三つの物語が集約されていく物語の展開がとても巧く、世界中で読まれているということに納得の一冊だった。

個人的おすすめ度 3.5

マカン・マラン(古内 一絵)

そのカフェとの出会いが、人生を導いてくれる、そんな夜食カフェ「マカン・マラン」。
「私はドラァグクイーン」というオーナーのシャールさんをはじめ、個性的で魅力あふれる人々が集まる場所。
そして、そこには体に優しくておいしい夜食がある。
4本の連作短編になっている物語は、どれも読み終えた後に素敵な味わいが残る。
幸せって何だろう?と思う。
こんなお店があったら行ってみたいな。

個人的おすすめ度 4.0

皇帝フリードリッヒ二世の生涯(塩野 七生)

十三世紀、ローマ法王と対立した神聖ローマ皇帝・フリードリッヒ二世の生涯を描いた歴史巨編。

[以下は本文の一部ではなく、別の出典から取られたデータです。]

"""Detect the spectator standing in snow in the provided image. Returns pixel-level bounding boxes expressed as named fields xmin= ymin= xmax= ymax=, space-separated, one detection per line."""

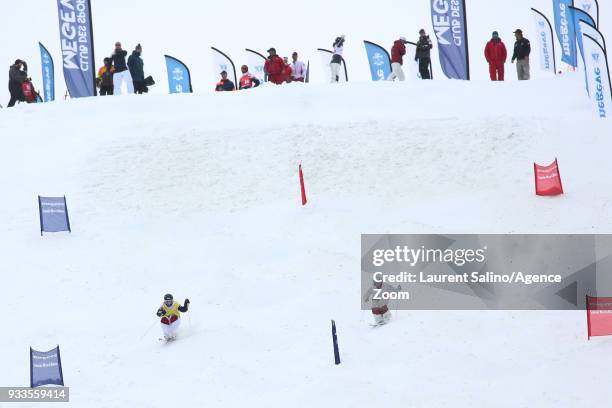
xmin=291 ymin=52 xmax=306 ymax=82
xmin=96 ymin=58 xmax=115 ymax=96
xmin=110 ymin=41 xmax=134 ymax=95
xmin=512 ymin=28 xmax=531 ymax=81
xmin=264 ymin=48 xmax=285 ymax=85
xmin=485 ymin=31 xmax=508 ymax=81
xmin=363 ymin=280 xmax=402 ymax=325
xmin=330 ymin=35 xmax=344 ymax=83
xmin=215 ymin=71 xmax=236 ymax=92
xmin=238 ymin=65 xmax=260 ymax=89
xmin=414 ymin=28 xmax=433 ymax=79
xmin=387 ymin=37 xmax=408 ymax=81
xmin=283 ymin=57 xmax=293 ymax=84
xmin=6 ymin=59 xmax=28 ymax=108
xmin=127 ymin=44 xmax=149 ymax=94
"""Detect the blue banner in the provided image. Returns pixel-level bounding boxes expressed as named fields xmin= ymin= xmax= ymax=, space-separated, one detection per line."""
xmin=57 ymin=0 xmax=96 ymax=98
xmin=30 ymin=346 xmax=64 ymax=388
xmin=164 ymin=55 xmax=193 ymax=93
xmin=363 ymin=41 xmax=391 ymax=81
xmin=38 ymin=43 xmax=55 ymax=102
xmin=569 ymin=6 xmax=596 ymax=71
xmin=38 ymin=196 xmax=71 ymax=235
xmin=574 ymin=0 xmax=599 ymax=27
xmin=553 ymin=0 xmax=578 ymax=67
xmin=430 ymin=0 xmax=470 ymax=79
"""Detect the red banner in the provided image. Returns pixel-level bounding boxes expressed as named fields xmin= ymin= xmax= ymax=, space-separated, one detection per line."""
xmin=533 ymin=159 xmax=563 ymax=196
xmin=299 ymin=164 xmax=308 ymax=205
xmin=586 ymin=296 xmax=612 ymax=339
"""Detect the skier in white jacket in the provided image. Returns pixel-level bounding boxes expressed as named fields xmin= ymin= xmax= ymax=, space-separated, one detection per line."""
xmin=363 ymin=279 xmax=402 ymax=325
xmin=330 ymin=35 xmax=344 ymax=83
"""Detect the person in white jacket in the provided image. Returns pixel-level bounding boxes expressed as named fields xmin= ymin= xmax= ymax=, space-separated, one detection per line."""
xmin=110 ymin=41 xmax=134 ymax=95
xmin=291 ymin=52 xmax=306 ymax=82
xmin=363 ymin=279 xmax=402 ymax=325
xmin=331 ymin=35 xmax=344 ymax=83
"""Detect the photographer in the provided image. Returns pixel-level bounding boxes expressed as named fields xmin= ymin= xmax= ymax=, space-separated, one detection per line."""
xmin=330 ymin=35 xmax=344 ymax=82
xmin=7 ymin=59 xmax=28 ymax=108
xmin=414 ymin=28 xmax=433 ymax=79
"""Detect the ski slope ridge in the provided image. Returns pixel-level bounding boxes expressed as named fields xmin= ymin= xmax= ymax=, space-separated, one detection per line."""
xmin=0 ymin=75 xmax=612 ymax=408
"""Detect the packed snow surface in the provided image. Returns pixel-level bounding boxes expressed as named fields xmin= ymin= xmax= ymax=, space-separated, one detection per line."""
xmin=0 ymin=75 xmax=612 ymax=408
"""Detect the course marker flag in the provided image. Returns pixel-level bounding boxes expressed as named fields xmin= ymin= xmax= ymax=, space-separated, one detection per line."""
xmin=533 ymin=159 xmax=563 ymax=196
xmin=38 ymin=196 xmax=72 ymax=235
xmin=586 ymin=296 xmax=612 ymax=340
xmin=30 ymin=346 xmax=64 ymax=388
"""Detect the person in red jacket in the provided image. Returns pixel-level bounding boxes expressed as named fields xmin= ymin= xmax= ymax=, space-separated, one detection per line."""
xmin=387 ymin=37 xmax=408 ymax=81
xmin=485 ymin=31 xmax=508 ymax=81
xmin=264 ymin=48 xmax=285 ymax=85
xmin=238 ymin=65 xmax=259 ymax=89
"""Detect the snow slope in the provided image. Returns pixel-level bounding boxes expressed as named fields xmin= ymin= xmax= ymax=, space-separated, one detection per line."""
xmin=0 ymin=75 xmax=612 ymax=408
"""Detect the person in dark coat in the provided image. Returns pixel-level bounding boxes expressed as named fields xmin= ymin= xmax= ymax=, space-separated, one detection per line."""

いつの時代も新しい改革には反発があるが、反対派の最先鋒がローマ法王であった。
フリードリッヒ二世の改革、あるいは施策は、現代の視点から見れば大いに理にかなっていると思えるが、既得権者からすればそれを奪われる恐怖を感じただろう。
一方で、既得権を失うリスクを背負いながらも、時代の変革に協力した人たちも描かれていて、当時のダイナミックな変化が手に取るように感じられた。

皇帝個人の能力に依存せず、優れた人材を育成し続けて持続可能な社会を作ろうとしたことは素晴らしいと思う。
しかし、昔も今も、時代の閉塞感を打ち破っていくには、こうした圧倒的な人物の能力は必要なのかもしれない。

いつもながら、塩野さんの作品からは学ぶことが多い。

個人的おすすめ度 5.0

掏摸(中村 文則)

スリを生業とする主人公は、木崎という危険な男から、拒否することのできない仕事を受ける。
その仕事に失敗すれば待っているのは自身の死。
もし拒否すれば女と子供の死。
孤独に生きながら、人間としての尊厳を失うことなく、自らの人生を選択しようとする主人公の静かなる叫びに共感してしまった。
この作品は、犯罪の良し悪しを論じるものではなく、また、社会の底辺を描こうとしたものでもないだろう。
私(読者)自身に「お前は本当に自分の人生を歩んでいるのか?」という根本的な問題を投げかけているのだと感じた。

個人的おすすめ度 4.0

鹿男あをによし(万城目 学)

ミステリー要素あり、コメディあり、歴史、青春スポ根、そして文学と、様々な要素が奇想天外な物語の中に凝縮されている、まさに万城目ワールドといえる作品。
「あおによし」は奈良を表す枕詞で、奈良の女子高に教師として赴任した主人公が、とんでもない出来事に巻き込まれていく。
先の読めない展開に、ひと時たりとも飽きることがなく、読めば読むほど主人公に共感して応援したくなった。
クライマックスでは、現代人が忘れてしまっている大切なことを思い出させてくれるシーンもあり、単に楽しかっただけで終わってしまうエンタメ作品ではなかった。